Crissy Field is a common spot to shoot San Francisco's bridge beauty -- but since the Golden Gate Bridge is said to be the most photographed bridge in the world, your photo from here will be anything but common.
For unique angles of the Golden Gate Bridge, you can try Fort Mason. Bonus: It's also a great spot to capture Alcatraz.
A hike up Tank Hill -- one of the city's lesser known but most gorgeous peaks -- gets you sweeping views of the bay.
In Dolores Park, the skyline plays backdrop to green hills where palm trees and vitality reign.
Fort Mason Center, 2 Marina Blvd.
San Francisco Art Institute, 800 Chestnut St.; +1 415 771 7020
Tank Hill Park, Belgrave Avenue
Mission Dolores Park, 19th and Dolores streets
San Francisco in .5 Miles
Got a free day to explore before you go home?
Midway between downtown and Fisherman's Wharf, vibrant North Beach captures the eclectic pulse of San Francisco.
Like the city itself, the neighborhood is vibrant and friendly, sporting a little bit of glitz (in its lively nightlife scene), a little bit of grit (in the neon girlie signs of Broadway) and a whole lot of character.
Best known as the city's Italian neighborhood and the hangout of Beat writers like Allen Ginsberg and Jack Kerouac, North Beach is brimming with Italian restaurants and buzzing with "bohemia."

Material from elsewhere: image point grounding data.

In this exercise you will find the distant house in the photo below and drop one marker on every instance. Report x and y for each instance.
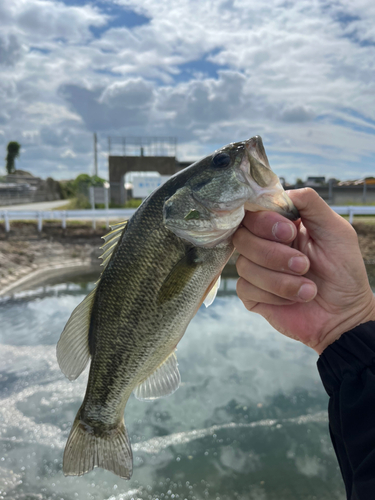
(23, 177)
(23, 187)
(315, 181)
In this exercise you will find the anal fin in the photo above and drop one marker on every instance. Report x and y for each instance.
(164, 381)
(72, 351)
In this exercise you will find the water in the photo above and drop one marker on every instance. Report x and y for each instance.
(249, 421)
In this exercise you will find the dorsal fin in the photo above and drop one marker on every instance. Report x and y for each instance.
(73, 351)
(73, 347)
(164, 381)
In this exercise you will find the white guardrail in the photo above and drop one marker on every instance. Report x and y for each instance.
(64, 216)
(123, 213)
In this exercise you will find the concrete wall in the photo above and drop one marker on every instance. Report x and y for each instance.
(120, 165)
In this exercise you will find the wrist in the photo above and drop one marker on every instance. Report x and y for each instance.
(355, 318)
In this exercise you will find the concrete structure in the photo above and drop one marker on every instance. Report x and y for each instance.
(121, 165)
(346, 195)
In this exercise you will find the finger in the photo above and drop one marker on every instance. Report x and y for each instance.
(270, 254)
(287, 286)
(252, 296)
(270, 225)
(318, 218)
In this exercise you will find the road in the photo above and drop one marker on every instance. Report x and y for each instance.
(45, 205)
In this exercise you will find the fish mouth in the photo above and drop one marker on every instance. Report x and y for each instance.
(265, 189)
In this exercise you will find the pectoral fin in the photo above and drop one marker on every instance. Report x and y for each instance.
(212, 293)
(179, 276)
(164, 381)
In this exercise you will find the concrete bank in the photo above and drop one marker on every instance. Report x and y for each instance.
(28, 259)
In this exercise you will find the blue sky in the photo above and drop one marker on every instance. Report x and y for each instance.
(300, 73)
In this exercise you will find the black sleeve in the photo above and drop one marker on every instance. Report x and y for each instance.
(347, 370)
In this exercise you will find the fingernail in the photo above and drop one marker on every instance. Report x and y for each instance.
(283, 231)
(298, 264)
(307, 292)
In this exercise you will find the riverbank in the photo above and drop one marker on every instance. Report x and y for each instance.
(27, 257)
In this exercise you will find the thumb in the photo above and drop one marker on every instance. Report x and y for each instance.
(318, 217)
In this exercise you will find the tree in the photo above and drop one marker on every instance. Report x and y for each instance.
(13, 149)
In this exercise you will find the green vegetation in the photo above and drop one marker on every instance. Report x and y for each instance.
(13, 152)
(133, 203)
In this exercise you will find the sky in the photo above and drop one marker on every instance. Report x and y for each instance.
(301, 74)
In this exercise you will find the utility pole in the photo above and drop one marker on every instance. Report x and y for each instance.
(95, 154)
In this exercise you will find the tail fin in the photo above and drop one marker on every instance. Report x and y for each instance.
(85, 450)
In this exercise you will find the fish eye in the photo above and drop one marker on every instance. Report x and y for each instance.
(221, 160)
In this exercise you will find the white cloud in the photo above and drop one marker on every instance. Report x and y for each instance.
(299, 73)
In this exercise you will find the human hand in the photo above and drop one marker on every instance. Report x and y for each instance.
(306, 278)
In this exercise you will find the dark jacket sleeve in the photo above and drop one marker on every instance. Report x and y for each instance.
(347, 370)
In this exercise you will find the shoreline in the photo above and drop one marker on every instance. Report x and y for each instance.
(28, 258)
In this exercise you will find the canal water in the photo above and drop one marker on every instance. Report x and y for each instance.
(249, 421)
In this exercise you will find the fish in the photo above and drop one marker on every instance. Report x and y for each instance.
(159, 267)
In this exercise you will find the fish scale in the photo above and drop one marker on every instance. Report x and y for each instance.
(157, 273)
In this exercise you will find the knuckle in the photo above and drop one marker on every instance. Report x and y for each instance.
(240, 237)
(310, 193)
(286, 287)
(270, 256)
(240, 288)
(241, 265)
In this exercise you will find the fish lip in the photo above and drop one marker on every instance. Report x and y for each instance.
(254, 147)
(292, 214)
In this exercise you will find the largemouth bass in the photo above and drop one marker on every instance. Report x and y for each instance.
(159, 268)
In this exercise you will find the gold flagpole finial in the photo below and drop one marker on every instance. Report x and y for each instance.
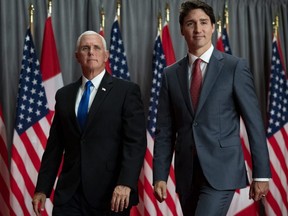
(118, 8)
(31, 19)
(219, 25)
(102, 18)
(159, 23)
(167, 9)
(49, 8)
(276, 26)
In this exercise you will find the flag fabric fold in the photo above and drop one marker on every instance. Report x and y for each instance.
(107, 67)
(117, 58)
(50, 66)
(30, 131)
(5, 208)
(241, 205)
(277, 134)
(148, 204)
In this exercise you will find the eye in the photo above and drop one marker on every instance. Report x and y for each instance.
(85, 48)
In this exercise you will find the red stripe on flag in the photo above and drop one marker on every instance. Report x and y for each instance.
(22, 169)
(279, 185)
(167, 46)
(150, 193)
(273, 203)
(279, 154)
(49, 58)
(41, 135)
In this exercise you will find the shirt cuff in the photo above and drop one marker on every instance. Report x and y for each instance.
(260, 179)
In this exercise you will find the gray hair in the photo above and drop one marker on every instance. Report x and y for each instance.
(90, 33)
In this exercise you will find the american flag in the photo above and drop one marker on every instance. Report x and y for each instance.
(223, 41)
(277, 134)
(30, 132)
(241, 205)
(5, 208)
(107, 67)
(118, 62)
(167, 45)
(148, 204)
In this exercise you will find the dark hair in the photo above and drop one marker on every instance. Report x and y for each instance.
(187, 6)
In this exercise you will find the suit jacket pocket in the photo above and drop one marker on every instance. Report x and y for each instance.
(230, 142)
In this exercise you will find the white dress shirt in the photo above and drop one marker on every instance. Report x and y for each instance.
(96, 82)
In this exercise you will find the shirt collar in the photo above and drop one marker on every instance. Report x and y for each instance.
(204, 57)
(96, 80)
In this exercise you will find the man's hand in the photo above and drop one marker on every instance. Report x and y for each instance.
(258, 190)
(38, 203)
(120, 198)
(160, 190)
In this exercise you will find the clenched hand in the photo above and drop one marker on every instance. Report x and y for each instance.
(120, 198)
(38, 203)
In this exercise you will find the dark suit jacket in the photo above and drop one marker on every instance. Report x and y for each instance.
(227, 93)
(110, 150)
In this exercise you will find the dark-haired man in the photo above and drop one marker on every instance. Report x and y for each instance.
(201, 100)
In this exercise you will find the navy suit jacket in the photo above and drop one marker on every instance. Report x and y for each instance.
(108, 152)
(213, 129)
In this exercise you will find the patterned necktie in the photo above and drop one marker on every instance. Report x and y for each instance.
(83, 105)
(196, 83)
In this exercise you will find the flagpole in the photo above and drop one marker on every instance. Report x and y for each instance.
(102, 18)
(159, 24)
(219, 25)
(226, 14)
(118, 10)
(49, 8)
(31, 19)
(167, 13)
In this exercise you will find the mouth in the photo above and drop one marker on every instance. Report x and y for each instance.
(198, 37)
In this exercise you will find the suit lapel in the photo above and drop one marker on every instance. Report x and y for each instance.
(103, 90)
(183, 80)
(213, 70)
(72, 101)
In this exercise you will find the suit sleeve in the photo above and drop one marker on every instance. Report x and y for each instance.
(164, 136)
(134, 138)
(251, 115)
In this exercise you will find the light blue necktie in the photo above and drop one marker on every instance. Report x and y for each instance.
(83, 105)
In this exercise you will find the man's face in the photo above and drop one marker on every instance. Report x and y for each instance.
(197, 30)
(91, 53)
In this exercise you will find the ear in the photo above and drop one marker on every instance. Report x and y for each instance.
(213, 28)
(107, 54)
(181, 29)
(76, 55)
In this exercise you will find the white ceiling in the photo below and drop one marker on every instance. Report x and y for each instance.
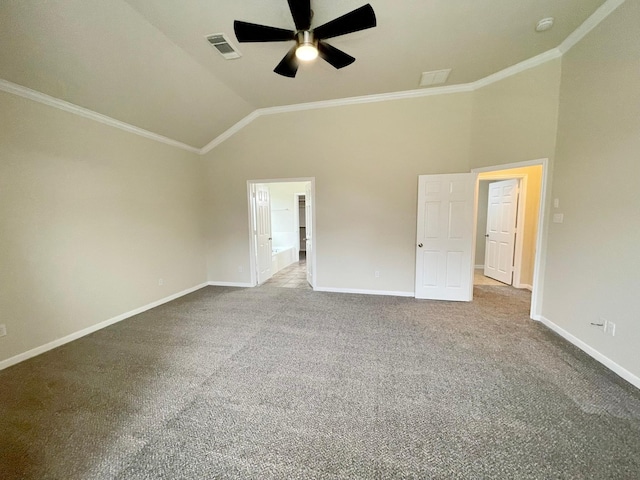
(147, 62)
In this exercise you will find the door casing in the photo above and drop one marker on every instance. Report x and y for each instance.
(541, 238)
(252, 217)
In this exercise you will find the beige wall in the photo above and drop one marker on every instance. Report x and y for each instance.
(515, 119)
(91, 217)
(365, 159)
(593, 259)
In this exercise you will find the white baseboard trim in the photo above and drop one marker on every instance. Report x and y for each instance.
(606, 361)
(230, 284)
(364, 292)
(93, 328)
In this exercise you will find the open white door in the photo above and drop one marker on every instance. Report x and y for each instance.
(263, 232)
(445, 237)
(308, 221)
(501, 230)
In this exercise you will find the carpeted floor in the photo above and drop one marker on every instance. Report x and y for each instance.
(278, 383)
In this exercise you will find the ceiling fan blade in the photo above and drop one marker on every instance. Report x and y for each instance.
(359, 19)
(251, 32)
(334, 56)
(288, 66)
(301, 13)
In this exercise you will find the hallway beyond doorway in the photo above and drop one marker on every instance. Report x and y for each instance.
(293, 276)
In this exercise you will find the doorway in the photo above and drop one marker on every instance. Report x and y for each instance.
(278, 228)
(527, 264)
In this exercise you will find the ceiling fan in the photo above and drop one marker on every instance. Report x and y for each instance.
(309, 42)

You can start off a North Beach afternoon at famed City Lights Bookstore, then call upon your own muses at Caffe Trieste, a former Beat hangout.
On a stroll through the neighborhood, you can browse in the shops, check out Lyle Tuttle's Tattoo Museum or venture up to Coit Tower.
We recommend ending the tour with something from Gelato Classico that you can enjoy across the street in Washington Square Park.
For dinner there's the tiny and delightful L' Osteria del Forno, which serves fresh Italian, followed by Beach Blanket Babylon, the longest-running musical revue in the country and one of those off-the-wall extravaganzas for which San Francisco is famed.
Pier 39 is teeming with souvenir shops where you can pick up all manner of the usual tchotchkes, but does anyone back home really want a cable car snow globe or a T-shirt that says "San Francisco"?
More creative items speak for the city because they're of the city.
City Lights Booksellers is the place to find a classic copy of Allen Ginsberg's "Howl," or a journal emblazoned with the store's famous facade.
If you hit Anchor Brewing for a beer you can buy a sleek bottle opener or a classic print of old San Francisco.